De 1961 a 1964, a atuação de Juscelino Kubitschek como Senador não teve percalços. Seu mandato como parlamentar, entretanto, foi uma segunda vez interrompido por uma ruptura da democracia. JK apoiou a eleição indireta de Castello Branco após a deposição do então presidente João Goulart, em abril de 1964, com a promessa feita pelo militar de que as eleições em 1965 seriam garantidas.

“Em 1964, todos com a exceção de Tancredo Neves apoiaram a posse de Castello Branco”, afirma Jarbas Silva Marques. “Até Ulysses Guimarães apoiou!” A promessa, entretanto, foi quebrada e em julho Juscelino Kubitschek teve seu mandato cassado.  Hélio Rocha explica a razão da traição sofrida pelo ex-presidente: “A ditadura ficou com medo de JK, porque ele provavelmente concorreria nas eleições de 1965 contra Carlos Lacerda pela UDN, e muito provavelmente ganharia, porque era muito mais popular”. 
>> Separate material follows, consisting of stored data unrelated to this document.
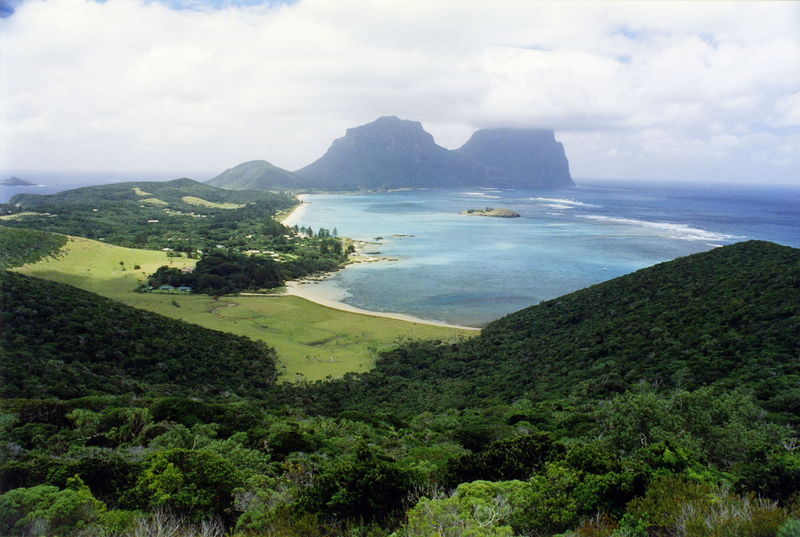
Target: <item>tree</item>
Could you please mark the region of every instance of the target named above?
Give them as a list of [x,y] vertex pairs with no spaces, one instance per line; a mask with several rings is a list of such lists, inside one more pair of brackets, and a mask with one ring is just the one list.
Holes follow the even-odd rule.
[[367,446],[340,457],[301,492],[301,510],[338,520],[381,522],[402,508],[411,476]]
[[135,491],[149,507],[164,507],[196,521],[225,515],[240,481],[237,469],[222,456],[176,448],[150,458]]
Jarbas Silva Marques traz a medida da aprovação: 68%. “JK não tinha mau trânsito com os militares, até porque ele próprio fora médico da Polícia Militar mineira. O problema era a proposta que defendia até mesmo no seu lema de campanha: a reforma agrária. A reforma agrária sempre foi o maior vespeiro do Brasil”, diz Jarbas Silva Marques. 
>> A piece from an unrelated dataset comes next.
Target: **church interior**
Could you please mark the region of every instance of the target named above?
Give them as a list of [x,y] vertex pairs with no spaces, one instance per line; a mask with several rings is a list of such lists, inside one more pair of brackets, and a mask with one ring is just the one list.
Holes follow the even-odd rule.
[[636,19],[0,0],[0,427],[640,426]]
Traído, Juscelino Kubitschek foi intensamente perseguido pelo regime militar. Jarbas Silva Marques afirma que JK sofreu torturas em um quartel de Niterói, onde teve os pés quebrados. “Os militares o colocaram para depor debaixo de uma escada; o ex-presidente da República, antigo chefe de todas as forças armadas, sendo interrogado por um tenente. Eles colocavam baixas patentes para fazer o interrogatório e assim desmoralizá-lo. JK Foi muito perseguido, teve de viver em Portugal, Nova York, Paris, exilado. Quando voltou, continuou sendo perseguido.” O relato de Jarbas Silva Marques é corroborado pelos documentos e análises da Comissão da Verdade.
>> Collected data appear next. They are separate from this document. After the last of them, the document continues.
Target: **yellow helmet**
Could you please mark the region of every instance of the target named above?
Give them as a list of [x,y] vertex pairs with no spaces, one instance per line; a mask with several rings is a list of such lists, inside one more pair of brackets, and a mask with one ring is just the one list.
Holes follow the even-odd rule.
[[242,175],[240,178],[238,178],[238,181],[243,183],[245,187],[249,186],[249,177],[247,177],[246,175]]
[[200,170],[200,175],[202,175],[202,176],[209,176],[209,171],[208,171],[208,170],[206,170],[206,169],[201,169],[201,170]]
Sua última morada foi na “Fazendinha JK”, em Luziânia, Goiás, há 18 quilômetros de Brasília, de onde “pelo menos podia contemplar as luzes de Brasília ao entardecer”, conforme o próprio presidente escreveu em suas memórias. A história de como o local foi escolhido por ele é relatada pelo museu que hoje funciona na Fazendinha JK:

“Juscelino Kubitschek em uma viagem à Brasília teve seu pouso proibido pelo governo militar no Aeroporto De Brasília, como a aeronave estava em pane, foi autorizado o mesmo no Aeroporto Rural De Brasília, que se situa na cidade de Luziânia, GO. Ao chegar a Luziânia com muitas saudades do filho que ele não viu crescer, “Brasília”, pediu para as pessoas ali presentes que o levassem em algum lugar que pudesse pelo menos vislumbrar ao longe a sua criação. Foi levado então para a Rodovia Braluz, KM 18. Decidiu então adquirir a fazenda nesta localização, conhecida como Fazenda Santo Antônio Da Boa Vista no ano de 1969, que já era um projeto estudado pelo Presidente em seu exílio. Ser fazendeiro no Planalto Central. Denominou então a propriedade como Fazendinha JK”.